Eco se presentó y lo abrazó. Pero el mancebo se desilusionó... y se apartó. Amaba la voz, pero sin la persona.
-¡No creerás que te amo! -le dijo a Eco con fría precisión de desapego.
-Te amo -respondió ella.
Narciso huyó de Eco. La ninfa, menospreciada, cayó al suelo en agonía de amor y de deseo maltrecho, y pensó:
-Ojalá cuando él ame como yo amo, se desespere como yo me estoy desesperando.
Némesis, diosa de la venganza, se encargó del resto; escuchó el pensamiento de Eco y decidió ponerlo en práctica: Narciso llegó a una fuente de agua clara que brotaba en medio de un valle encantador. Y habiéndose tumbado en el césped para beber, Cupido, curioso dios del amor, le clavó por la espalda su flecha.
Narciso se inclinó sobre la fuente y vio su imagen reflejada en el agua. Creyó, insensatamente, que aquel rostro que contemplaba era el de un ser real, ajeno a sí mismo. Y se enamoró. Se enamoró del rostro, de la melena selvática. Había encontrado el amor.
El objeto del amor era él mismo.
Y como en todo amor, quería poseer a su objeto amoroso; quería besarlo, besarse. Pero no pudo alcanzar su objetivo.

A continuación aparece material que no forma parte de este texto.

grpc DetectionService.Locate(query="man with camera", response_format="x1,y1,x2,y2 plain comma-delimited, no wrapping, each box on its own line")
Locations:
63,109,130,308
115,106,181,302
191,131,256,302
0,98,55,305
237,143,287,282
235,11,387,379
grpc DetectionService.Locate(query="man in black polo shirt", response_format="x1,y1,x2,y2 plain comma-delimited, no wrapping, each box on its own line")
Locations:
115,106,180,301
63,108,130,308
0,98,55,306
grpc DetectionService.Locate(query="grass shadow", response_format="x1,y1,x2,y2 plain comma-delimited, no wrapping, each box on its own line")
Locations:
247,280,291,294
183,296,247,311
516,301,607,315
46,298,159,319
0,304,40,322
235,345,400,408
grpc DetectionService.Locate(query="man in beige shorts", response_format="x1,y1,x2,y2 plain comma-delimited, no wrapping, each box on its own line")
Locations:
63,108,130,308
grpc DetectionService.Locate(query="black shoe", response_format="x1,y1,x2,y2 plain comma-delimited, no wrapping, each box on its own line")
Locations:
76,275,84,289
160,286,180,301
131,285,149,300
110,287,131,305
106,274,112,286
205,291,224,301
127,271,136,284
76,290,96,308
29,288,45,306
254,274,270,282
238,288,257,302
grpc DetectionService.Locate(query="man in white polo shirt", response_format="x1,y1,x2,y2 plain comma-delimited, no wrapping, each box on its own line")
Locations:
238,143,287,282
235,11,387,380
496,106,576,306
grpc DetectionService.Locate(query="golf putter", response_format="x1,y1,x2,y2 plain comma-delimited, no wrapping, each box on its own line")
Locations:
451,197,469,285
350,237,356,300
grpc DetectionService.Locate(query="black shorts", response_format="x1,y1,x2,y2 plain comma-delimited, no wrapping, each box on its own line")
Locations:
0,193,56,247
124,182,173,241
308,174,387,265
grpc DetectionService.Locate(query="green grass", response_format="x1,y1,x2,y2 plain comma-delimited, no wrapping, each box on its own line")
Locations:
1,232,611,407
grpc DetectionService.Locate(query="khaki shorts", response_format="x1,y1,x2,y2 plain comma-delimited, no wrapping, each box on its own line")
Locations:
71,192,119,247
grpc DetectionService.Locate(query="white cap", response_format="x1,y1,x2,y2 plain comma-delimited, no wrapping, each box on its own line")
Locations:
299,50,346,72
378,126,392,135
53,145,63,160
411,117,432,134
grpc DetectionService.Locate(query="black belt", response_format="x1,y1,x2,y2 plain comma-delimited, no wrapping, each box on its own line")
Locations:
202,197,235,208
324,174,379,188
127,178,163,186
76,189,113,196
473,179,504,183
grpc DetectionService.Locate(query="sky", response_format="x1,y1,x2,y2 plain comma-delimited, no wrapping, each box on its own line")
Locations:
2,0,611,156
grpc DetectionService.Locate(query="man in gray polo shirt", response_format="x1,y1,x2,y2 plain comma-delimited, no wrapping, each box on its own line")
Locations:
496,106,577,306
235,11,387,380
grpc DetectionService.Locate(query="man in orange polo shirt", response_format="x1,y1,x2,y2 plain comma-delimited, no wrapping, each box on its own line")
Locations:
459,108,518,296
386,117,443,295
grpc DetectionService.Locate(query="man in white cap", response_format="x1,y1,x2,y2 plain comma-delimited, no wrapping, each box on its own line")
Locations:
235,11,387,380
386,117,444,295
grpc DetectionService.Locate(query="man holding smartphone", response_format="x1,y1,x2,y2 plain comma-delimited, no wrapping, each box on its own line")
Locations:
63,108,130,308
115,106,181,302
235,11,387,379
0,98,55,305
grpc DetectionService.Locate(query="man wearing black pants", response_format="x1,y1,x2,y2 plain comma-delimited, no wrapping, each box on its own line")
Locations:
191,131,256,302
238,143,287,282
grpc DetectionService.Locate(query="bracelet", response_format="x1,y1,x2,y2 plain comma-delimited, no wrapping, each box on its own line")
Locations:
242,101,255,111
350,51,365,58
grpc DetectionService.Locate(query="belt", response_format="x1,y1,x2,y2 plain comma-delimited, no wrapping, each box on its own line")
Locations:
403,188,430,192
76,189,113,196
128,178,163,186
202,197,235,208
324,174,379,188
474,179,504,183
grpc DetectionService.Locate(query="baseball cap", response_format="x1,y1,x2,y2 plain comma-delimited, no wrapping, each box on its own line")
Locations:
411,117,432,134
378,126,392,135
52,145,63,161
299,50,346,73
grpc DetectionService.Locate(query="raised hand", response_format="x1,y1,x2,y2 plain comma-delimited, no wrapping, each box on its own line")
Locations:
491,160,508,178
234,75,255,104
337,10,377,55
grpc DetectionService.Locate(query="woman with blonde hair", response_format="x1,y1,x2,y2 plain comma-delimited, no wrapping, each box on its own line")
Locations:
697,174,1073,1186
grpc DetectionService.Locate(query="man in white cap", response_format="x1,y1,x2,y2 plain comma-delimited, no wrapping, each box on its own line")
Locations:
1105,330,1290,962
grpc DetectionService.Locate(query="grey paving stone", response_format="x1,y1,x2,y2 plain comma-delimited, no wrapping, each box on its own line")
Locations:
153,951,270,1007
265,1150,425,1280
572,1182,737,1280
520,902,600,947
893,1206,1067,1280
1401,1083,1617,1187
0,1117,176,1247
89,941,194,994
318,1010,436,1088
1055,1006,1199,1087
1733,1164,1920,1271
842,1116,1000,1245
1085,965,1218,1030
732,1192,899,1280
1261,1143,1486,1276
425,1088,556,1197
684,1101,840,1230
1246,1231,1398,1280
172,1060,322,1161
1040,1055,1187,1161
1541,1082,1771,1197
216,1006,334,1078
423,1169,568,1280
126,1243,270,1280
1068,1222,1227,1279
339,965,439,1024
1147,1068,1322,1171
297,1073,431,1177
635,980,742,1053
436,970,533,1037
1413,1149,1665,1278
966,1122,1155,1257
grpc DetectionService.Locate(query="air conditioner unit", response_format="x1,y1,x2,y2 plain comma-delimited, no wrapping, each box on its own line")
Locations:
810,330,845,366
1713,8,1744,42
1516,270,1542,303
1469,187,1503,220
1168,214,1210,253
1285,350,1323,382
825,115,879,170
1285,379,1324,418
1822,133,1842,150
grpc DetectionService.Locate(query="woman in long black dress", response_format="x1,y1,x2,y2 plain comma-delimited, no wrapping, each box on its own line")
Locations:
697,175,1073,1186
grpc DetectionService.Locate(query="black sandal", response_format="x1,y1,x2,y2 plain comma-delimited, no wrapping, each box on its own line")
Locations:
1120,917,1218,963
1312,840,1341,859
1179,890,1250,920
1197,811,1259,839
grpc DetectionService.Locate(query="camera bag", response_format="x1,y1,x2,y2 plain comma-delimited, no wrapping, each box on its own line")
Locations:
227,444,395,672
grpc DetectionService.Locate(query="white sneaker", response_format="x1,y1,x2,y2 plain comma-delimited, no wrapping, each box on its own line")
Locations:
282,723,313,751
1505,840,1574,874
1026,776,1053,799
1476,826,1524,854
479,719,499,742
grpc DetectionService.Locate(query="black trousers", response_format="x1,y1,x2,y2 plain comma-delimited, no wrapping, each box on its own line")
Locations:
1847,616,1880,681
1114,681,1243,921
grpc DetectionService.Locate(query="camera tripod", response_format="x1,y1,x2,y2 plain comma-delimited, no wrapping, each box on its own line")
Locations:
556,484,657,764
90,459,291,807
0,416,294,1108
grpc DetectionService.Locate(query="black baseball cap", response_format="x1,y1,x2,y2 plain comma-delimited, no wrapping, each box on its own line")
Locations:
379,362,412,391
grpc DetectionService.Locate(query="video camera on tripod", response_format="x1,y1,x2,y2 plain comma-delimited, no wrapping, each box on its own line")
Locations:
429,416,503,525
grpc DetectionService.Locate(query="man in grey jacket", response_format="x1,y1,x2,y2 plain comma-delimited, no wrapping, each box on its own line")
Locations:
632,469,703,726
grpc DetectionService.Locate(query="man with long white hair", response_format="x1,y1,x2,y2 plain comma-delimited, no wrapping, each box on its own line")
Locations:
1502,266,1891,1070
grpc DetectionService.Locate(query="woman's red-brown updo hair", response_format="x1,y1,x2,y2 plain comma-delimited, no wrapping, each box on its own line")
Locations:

Una voz tronó en el aire y le dijo:
-¡Insensato! Te has enamorado de un vano fantasma. Retírate de esa fuente y verás como la imagen desaparece. Y, no obstante, contigo está, contigo vino, contigo se va, y no lograrás poseerla nunca.
Narciso lloró, desfalleció en lágrimas de desprecio. El ardor lo consumía lentamente. Fue tomando los colores de las manzanas de rojo pálido y dorado. Finalmente se transformó en una flor hermosa, que se seguía contemplando en el espejo del agua. Dicen que antes de desaparecer dijo: "Adiós...".
Y dicen que, en ese momento, en otra pradera, Eco caía sobre el césped, expirando el alma, y repetía: "Adiós".
Este texto fue escrito por el filósofo Jaime Barylko.